A Directed Enhanced Service which allows GPs to conduct minor surgical procedures, including injections and incisions or excisions must be commissioned by area teams. Many areas also allow cryotherapy, cauterisation and curettage as an additional service.
When was it introduced?
1 April 1990
Who can do it?
GPs who are accredited with their local area team, or otherwise on their health authorities minor surgery lists.
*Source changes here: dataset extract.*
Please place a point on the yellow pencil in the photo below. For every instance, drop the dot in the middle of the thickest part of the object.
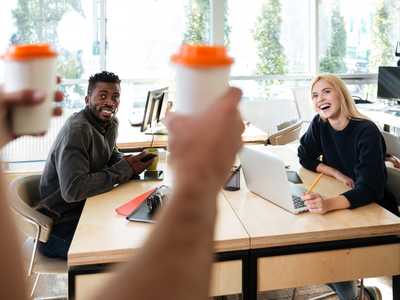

In some areas, such as London, area teams have recently introduced more stringent requirements for accreditation and infection control which local GP leaders are trying to renegotiate after several practice abandoned the DES.
How much does it pay?
Currently, £43.54for injections and £87.08 for incisions/excisions.
But Arden, Herefordshire, and Worcestershire area team has also introduced new regulation which prevents a GP from receiving two payments for two procedures performed in a single consultation.
Why do GPs do it?
Evidence from the UK and abroad demonstrates that GPs can provide these services on practice premises with a high degree of cost effectiveness and patient satisfaction.
What’s the alternative?
GPs can refer patients to secondary care, but this is not as cost effective and GP leaders have expressed concern that it transfers financial responsibility for services from area team budgets to CCG budgets.
In areas where practices have been prevented from performing cryotherapy services, GPs have expressed concern that this hasn’t taken into account individual practice facilities or clinical evidence of the benefit of performing procedures outside hospital.